For self-improvement. And justice.
He frowns. “Her… work?”
I laugh like I’m normal. “You know. Her portfolio. Her artistic journey. I’m a huge fan of journeys.” Then I spin on my heel and waltz out before the walls close in on my last shred of mental stability.
Outside, the sky is purple with dusk. I slide into my car and wait.
And wait.
And wait.
Finally, goose-Kira exits. She’s wrapped in a long cardigan and walks like someone who doesn’t have a single delusional woman drawing her as poultry twenty feet away.
I slouch low, squinting over my steering wheel.

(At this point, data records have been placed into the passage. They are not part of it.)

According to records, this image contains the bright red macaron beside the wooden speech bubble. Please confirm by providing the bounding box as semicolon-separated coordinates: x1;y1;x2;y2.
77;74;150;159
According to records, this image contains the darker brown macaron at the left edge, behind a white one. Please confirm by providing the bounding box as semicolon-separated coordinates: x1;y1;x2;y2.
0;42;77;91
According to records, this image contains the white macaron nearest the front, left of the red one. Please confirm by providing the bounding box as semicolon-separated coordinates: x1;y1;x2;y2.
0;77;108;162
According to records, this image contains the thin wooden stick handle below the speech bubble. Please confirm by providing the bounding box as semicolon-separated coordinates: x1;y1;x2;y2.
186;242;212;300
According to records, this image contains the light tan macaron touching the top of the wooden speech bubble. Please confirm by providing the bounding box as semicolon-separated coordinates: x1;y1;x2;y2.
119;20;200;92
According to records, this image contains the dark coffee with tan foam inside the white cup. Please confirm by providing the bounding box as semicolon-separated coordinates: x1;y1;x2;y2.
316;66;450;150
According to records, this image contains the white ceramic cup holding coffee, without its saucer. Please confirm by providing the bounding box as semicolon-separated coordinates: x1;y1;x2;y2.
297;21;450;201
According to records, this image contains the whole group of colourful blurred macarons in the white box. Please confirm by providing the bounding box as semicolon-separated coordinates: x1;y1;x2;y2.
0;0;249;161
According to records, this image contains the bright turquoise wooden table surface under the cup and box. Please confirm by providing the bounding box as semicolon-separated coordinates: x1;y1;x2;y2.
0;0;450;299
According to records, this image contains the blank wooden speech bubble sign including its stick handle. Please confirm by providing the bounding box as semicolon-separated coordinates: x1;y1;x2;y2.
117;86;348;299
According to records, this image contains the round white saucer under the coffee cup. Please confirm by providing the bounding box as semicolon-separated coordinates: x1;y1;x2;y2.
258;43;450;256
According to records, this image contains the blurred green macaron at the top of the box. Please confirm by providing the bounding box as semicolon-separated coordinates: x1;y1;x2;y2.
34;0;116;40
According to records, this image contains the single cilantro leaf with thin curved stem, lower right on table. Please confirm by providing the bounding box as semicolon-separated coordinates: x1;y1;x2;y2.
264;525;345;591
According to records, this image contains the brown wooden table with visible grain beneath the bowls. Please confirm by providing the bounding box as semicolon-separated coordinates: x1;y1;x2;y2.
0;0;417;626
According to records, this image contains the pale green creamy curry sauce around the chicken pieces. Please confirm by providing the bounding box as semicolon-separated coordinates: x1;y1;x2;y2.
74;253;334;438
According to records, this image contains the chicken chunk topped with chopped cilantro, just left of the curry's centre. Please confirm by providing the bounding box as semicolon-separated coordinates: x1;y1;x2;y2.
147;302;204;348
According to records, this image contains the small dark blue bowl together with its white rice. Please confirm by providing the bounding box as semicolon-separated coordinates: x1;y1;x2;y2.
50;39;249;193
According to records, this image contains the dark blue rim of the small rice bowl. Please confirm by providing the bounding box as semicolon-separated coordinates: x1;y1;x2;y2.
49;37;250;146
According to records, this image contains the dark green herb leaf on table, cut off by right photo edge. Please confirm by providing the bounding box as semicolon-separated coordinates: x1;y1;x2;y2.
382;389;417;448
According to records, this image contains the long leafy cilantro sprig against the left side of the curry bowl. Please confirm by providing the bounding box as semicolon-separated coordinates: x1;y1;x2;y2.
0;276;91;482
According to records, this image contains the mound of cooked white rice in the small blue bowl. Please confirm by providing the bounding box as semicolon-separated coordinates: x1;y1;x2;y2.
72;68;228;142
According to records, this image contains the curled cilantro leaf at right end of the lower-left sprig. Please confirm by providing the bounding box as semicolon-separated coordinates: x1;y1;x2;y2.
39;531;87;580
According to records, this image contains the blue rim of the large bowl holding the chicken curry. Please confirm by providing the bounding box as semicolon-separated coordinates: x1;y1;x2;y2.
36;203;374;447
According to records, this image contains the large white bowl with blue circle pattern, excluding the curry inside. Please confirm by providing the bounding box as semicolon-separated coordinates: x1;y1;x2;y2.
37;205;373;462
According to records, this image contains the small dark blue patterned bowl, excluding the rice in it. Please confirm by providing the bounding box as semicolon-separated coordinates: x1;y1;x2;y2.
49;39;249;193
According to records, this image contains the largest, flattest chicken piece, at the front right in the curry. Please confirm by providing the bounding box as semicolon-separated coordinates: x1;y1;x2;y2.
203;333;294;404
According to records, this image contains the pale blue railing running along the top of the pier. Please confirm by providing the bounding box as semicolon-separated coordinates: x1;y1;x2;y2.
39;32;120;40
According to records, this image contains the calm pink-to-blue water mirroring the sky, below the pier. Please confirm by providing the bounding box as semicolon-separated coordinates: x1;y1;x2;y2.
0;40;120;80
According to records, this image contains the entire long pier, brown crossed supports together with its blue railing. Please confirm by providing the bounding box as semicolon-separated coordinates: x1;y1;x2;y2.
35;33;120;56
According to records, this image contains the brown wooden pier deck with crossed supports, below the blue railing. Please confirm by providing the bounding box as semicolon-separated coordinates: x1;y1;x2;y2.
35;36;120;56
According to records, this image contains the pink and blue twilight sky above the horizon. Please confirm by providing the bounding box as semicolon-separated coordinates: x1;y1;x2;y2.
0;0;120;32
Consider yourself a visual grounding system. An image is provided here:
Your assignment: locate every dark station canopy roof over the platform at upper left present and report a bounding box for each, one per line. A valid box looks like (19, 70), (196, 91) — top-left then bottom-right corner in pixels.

Rhys doesn’t leave right away. He probably has to clean up his feelings and his hard-on for modesty. So I let him be.
I tail her from a very respectful distance.
The kind of distance that says “I’m not stalking you, I’m just wildly curious about your lifestyle and maybe your blood type.
” She doesn’t notice. Just walks two blocks like she’s in a European indie film.
No music. No sense of danger. Just vibes and soft footfalls.
Then she turns into a grimy little building that squats over a 24-hour laundromat. There’s a buzz-in door. No cameras. The lights flicker.
Bingo.
I coast by once, then circle back and park across the street. Discreet. Innocent. Just a girl, out for a drive with a rolled-up emotional hate drawing in her lap.
I pull out my phone, open Google Maps, and drop a pin on the exact location.
“Goose Bitch HQ.”
Saved.
Folder: Strategic Planning.
I take a deep breath and lean back in my seat, feeling something warm and predatory settle in my chest.
Know your enemy.
Protect what’s yours.
Leave a glitter trail.
Rhys may not know it yet, but I am doing the laying the foundation for our forever by eliminating distractions from his personal growth.